ホモ・デウス(第1章と第1部)
- ユヴァル・ノア・ハラリ:「ホモ・デウス(上)〜テクノロジーとサピエンスの未来」、柴田裕之訳、河出書房新社、'18を読む。上巻には序論に相当する第1章、第1部の第2、3章、第2部の第4、5章を含む。第2部は下巻の第6、7章に繋がるので、第1章と第1部への感想をここに纏めることにした。どちらも100pほどの内容の濃い論文である。ことに第1章はそれ以下の総まとめだから熟読の価値がある。しかし本HPに先取りで「ホモ・デウス(第3部)」('18)に著者の議論の中核を書いてしまったので、ここでは落ち穂拾い的に目に鱗のトピックス記事を書き抜くことにする。

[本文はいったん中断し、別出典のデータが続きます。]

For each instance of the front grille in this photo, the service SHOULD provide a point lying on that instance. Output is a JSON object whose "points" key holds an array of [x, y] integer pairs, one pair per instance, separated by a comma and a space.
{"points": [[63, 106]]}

- このHPでは「感染症は世界史を動かす」('06)などに感染症の恐怖について書いてきた。本書第1章にもその恐怖を歴史から数値を上げて説明している。免疫のない地方を襲った黒死病(コレラ)、スペイン風邪、天然痘などは人口の何割という死者を出すほどの猛威だった。ただし「アメリカ先住民激減の歴史」('16)に述べたように、アメリカでの先住民の極端な減少には、感染症以外の「インデアン狩り」的な説明が必要である。新型感染症だったエイズ、SARS、エボラも押さえ込まれた。医学の進歩は、感染症による死亡は、いまや非感染症による死亡に比してごく小さな割合にまで減少させている。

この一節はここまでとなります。